Figure 6-2: Long Short-Term Memory Cell – Forget Gate.

Input Gate


The Input Gate (IG) determines to what extent the input X1 and the output ht-1 from the preceding time step affect the new cell state Ct. For this process, the LSTM cell has two neurons. In Figure 6-3, the internal neuron of IG uses the Sigmoid function, while the Input Activation neuron leverages the ReLU function. Both neurons use input-specific weight matrices in the same way as the Forget Gate. 
The Input Gate neuron feeds the weighted sum (WIG1 ⋅ ht-1) + (UIG1 ⋅ X1) to the sigmoid function. The output determines the proportion in which new input values X1 and ht-1 influence the computation of the cell's internal value. 
The Input Activation neuron feeds the weighted sum (WIA1 ⋅ ht-1) + (UIA1 ⋅ X1) to the ReLU function. The output is then multiplied by the output of the Sigmoid function, providing the result of the Input Gate.
At this phase, the LSTM cell has computed output for both Forget Gate (XFG) and Input Gate (XIG). Next, the LSTM feeds these values to the Identification Function.

Figure 6-3: Long Short-Term Memory Cell – Input Gate.

Output Gate


The Output Gate determines whether the output of the Output Activation neuron (ReLU) is fully published, partially published, or left unpublished.
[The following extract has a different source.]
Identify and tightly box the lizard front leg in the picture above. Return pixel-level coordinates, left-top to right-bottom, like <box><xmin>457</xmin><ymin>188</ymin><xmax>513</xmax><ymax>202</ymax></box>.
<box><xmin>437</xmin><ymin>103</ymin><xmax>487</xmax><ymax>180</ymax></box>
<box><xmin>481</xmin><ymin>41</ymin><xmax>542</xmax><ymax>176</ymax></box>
The factor of the Output Gate is calculated based on the input value X1 and the output ht-1 from the previous time step. That said, all Sigmoid neurons and the ReLU Input Activation function use the same inputs, and they leverage shared weight matrices. 
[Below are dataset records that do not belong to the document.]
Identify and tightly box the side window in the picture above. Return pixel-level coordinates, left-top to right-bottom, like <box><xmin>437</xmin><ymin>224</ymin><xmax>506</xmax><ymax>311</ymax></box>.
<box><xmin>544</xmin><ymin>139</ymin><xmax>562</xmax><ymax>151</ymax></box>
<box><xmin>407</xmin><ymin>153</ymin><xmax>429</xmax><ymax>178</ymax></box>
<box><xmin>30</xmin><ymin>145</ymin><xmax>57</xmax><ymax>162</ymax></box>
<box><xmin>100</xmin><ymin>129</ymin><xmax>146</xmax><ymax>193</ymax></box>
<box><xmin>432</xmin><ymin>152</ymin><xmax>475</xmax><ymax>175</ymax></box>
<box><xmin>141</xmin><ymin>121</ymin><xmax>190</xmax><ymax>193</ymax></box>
The input to the Output Activation neuron is the sum of the outputs from the Forget Gate (XFG) and the Input Gate (XIG). In the figure, the sum is represented as f(x)=XFG+XIG. The operation is computed by a neuron that uses the Identification function (IDF). The original output of the Identification function is preserved as the internal cell state (C) for the next time step through the CEC (Constant Error Carousel) connection.

The output of the Identification Function is then passed to the ReLU Output Activation function. This output is multiplied by the result of the Output Gate, producing the actual cell output h1. This value serves as input to the same LSTM cell in the next time step. In a multi-layer model, the cell output is also used as input for the subsequent layer.


Figure 6-4: Long Short-Term Memory Cell – Output Gate.